The woman in the poster

A couple of years ago I bought a poster in a thrift store. It’s a copy of an illustration by a French artist, and it depicts a woman looking out at the bay of Mont St. Michel. I liked the colors in the poster, and I thought the woman looked chic. I brought the poster home and propped it up against a wall in my living room (so that the back of the poster — the brown-paper backing and wire — faced outward). And there it stood for about a year. Occasionally, my husband would ask me if I wanted to hang it, and I’d say “No, not today.” Then one Sunday afternoon when he asked, I said “OK, let’s hang it.” I felt sheepish because I’d procrastinated for so long. I also felt annoyed and irritable — I didn’t want to hang the poster, but I didn’t understand why not. Eventually it hit me that the woman in the poster represents the kind of woman I want to be. She’s elegant…beautifully dressed. She looks like she’s up for an adventure, ready to plunge into life. And I guess I didn’t want to hang the poster because I thought it would serve as a constant reminder of the contrast between how I want to be and how I am (or at least how I have been for most of my life). But I am going to try to use the image of the woman as an inspiration.

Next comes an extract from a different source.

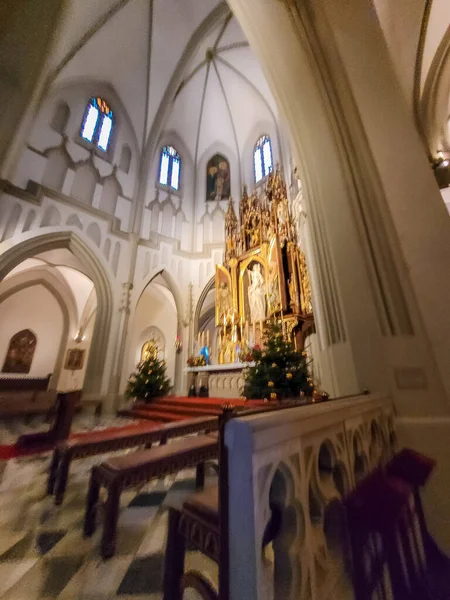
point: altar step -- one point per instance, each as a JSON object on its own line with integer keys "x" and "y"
{"x": 173, "y": 408}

So… I’m going to start posting on this blog again. My father was an abusive alcoholic. I loved him, but he damaged me and my family tremendously. I’ve spent pretty much my entire adult life trying to undo that damage. I’ve been working with a great therapist, and I’ve made some progress recently. My therapist has assured me that there are many, many people struggling with similar problems.  I think the woman in the poster would be open…would share her problems with others.  She would not be ashamed or afraid.  So, I will post this and consider it one step toward becoming the person I want to be.